In order to make a bodily injury claim against the at-fault parties in Florida, the injuries resulting from the auto accident have to be considered to be “permanent.” This is the injury threshold. Injuries are considered to be permanent if they result in significant and permanent scarring or disfigurement or significant and permanent loss of important bodily function. As we often explain to our clients, this does not mean that you have to be disabled as a result of an accident. Certainly more serious accidents that result in the need for surgeries, involving broken bones, loss of a limb, vision, paralysis, or death would automatically qualify under Florida law. More often, though, people end up with injuries to their spines or joints that result in permanent limitations or chronic pain. These, too, can qualify as permanent injuries. A simple way to look at it is: have you 100% returned to the state of health you were in before you were injured? If you have not, then arguably you have sustained a permanent injury.

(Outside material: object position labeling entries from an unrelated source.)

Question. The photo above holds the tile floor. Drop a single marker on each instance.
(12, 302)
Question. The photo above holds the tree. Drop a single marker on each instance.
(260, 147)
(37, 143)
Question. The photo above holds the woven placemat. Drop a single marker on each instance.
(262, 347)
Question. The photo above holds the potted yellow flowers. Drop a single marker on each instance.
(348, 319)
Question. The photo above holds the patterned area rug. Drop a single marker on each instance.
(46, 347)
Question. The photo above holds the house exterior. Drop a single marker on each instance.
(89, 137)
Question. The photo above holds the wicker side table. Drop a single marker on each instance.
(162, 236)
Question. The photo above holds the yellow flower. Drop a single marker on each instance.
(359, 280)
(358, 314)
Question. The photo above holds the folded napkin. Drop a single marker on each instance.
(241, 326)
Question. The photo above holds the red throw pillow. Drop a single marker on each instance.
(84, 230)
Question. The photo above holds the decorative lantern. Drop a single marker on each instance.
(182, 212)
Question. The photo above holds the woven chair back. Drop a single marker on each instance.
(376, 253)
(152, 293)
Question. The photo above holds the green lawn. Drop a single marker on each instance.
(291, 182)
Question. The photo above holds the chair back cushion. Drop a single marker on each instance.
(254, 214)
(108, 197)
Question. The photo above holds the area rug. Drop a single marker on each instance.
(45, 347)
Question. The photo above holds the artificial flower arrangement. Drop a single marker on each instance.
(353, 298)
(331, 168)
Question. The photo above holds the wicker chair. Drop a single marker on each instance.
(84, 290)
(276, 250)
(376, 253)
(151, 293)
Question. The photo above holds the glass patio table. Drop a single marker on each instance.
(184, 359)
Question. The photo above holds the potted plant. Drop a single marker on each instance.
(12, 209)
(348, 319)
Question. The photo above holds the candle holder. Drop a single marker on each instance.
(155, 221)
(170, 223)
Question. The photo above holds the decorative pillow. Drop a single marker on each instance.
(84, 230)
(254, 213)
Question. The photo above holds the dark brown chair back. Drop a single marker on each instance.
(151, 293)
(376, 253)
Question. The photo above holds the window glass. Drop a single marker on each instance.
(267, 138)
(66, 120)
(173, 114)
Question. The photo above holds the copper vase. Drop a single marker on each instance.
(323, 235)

Unless your injury has resulted in the need for some kind of immediate surgery, it is often difficult to tell shortly after an accident whether or not you have sustained or will sustain a permanent injury. It really depends on how you recover over the ensuing months, and sometimes years. It is therefore important to understand the full extent of your injuries before any potential case you may have can be fully resolved.
Soft Tissue Injuries
More often than not, the injuries people sustain in a typical minor to moderate car accident are what is commonly referred to as “soft tissue injuries.” This means that there are no broken bones and no objectively verified damage to your spine or one of the joints of your body (that can be identified in an x-ray or MRI), but nevertheless, you experience pain and limitations that you did not have before the accident. While these injuries can be quite debilitating, particularly for people who rely on their physical strength and mobility as part of their occupation, insurance companies tend to undervalue and discount the importance of these issues in people’s lives.